Questo dato storico, non toglie assolutamente nulla alla questione della rappresentazione di cui si lamentano i giovani italiani, anzi, la supporta, in quanto dato di fatto, ma sicuramente serve anche a per capire perché fino ad una decina di anni fa c'era questo buco rappresentativo di altre culture, etnie ecc. Ad oggi invece assistiamo ad un tessuto sociale ampiamente modificato negli ultimi decenni e largamente multietnico (anche se ancora lontano dalle società a più antica immigrazione) a moltissimi livelli.
In questo contesto, che nonostante venga ancora in qualche modo ripudiato da alcune correnti politiche e da una parte della società civile, c’è una reale necessità di cambiare il modo in cui viene vista l’Italia. E in questo clima si posizionano prodotti televisivi come quelli che ho citato.
E’ importante sottolineare che questo cambiamento arriva in un momento di generale risveglio delle coscienze e di un globale cambiamento e di particolare attenzione alla rappresentazione delle diverse categorie e dei gruppi minoritari (alcuni dei quali sono definiti minoritari per convenzione, ma non lo sono). Zero, come Summertime, sono prodotti che normalizzano qualcosa che già i più giovani conoscono e vivono come assolutamente normale. In particolare voglio parlare di Zero perché è stato davvero bello, e personalmente mi sono divertita tantissimo, a guardare una serie in cui tutti i suoi personaggi non sembrano, all'apparenza, tipicamente italiani. In realtà, proprio come sostenevo nel mio articolo "Cosa vediamo quando vediamo?", non c’è nessuna ragione narrativa/diegetica per cui questi ragazzi debbano essere neri, lo stesso sviluppo si poteva raggiungere comunque, ed è qui che soggiace la vera svolta e la motivazione per cui questa serie è interessante. La ragione principale della scelta del cast è principalmente extradiegetica, ovvero sta nel fatto che la serie è liberamente tratta dal libro di Antonio Dikele Distefano (nato da genitori angolani) e dal fatto che si volesse fare un cast così perché è plausibile. E’ interessante infatti il focus di questo gruppo di ragazzi della periferia milanese che vive le loro avventure in un ambiente assolutamente multietnico, come sono effettivamente la maggioranza delle periferie italiane. Ci sono alcune cose palesemente rubate alla cultura americana che sono poco rappresentative della specificità italiana e sembrano inserite, molto più per ingraziarsi il pubblico italiano e internazionale abituato a certi tipi di stereotipi. Ma possiamo scusare questo particolare nella speranza che non venga ripetuto e che la serie non diventi una versione italiana degli stereotipi americani.

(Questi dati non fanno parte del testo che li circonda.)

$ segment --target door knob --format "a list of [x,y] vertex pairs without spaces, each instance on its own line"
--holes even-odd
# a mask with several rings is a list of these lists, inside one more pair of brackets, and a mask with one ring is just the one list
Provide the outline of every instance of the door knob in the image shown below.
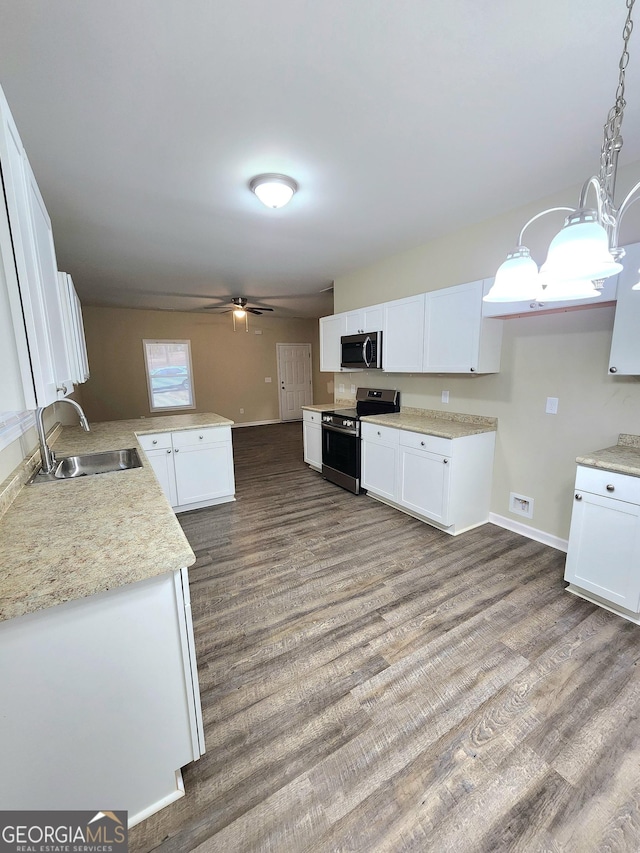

La cosa importante però è che Zero, come Summertime, servivano al nostro panorama seriale per dare alle nuove generazioni una giusta rappresentazione e dei riferimenti. L’Italia si confronta adesso con la sua pluralità etnica e culturale e, aiutata dal momento storico, l’industria mediatica sta rispondendo con tutte le lacune, ritardi e inciampi e critiche che ci sono.
Spero quindi che, grazie a questi prodotti di largo consumo (almeno fra i giovani) e grazie ai giovani, nati, cresciuti e formati in un tessuto sociale altamente plurale e molto più sensibile e consapevole di tante problematiche rispetto alla mia generazione (e quelle precedenti), questa spinta al cambiamento proceda e diventi più diffusa.
Mi auguro che in questo contesto che insieme ad una profonda spinta reazionaria mostra un generalizzato cambiamento, l’uscita di prodotti seriali come Zero e Skam o altri che mostrano al grande pubblico realtà già esistenti, ma talvolta distanti, servano a “normalizzare”.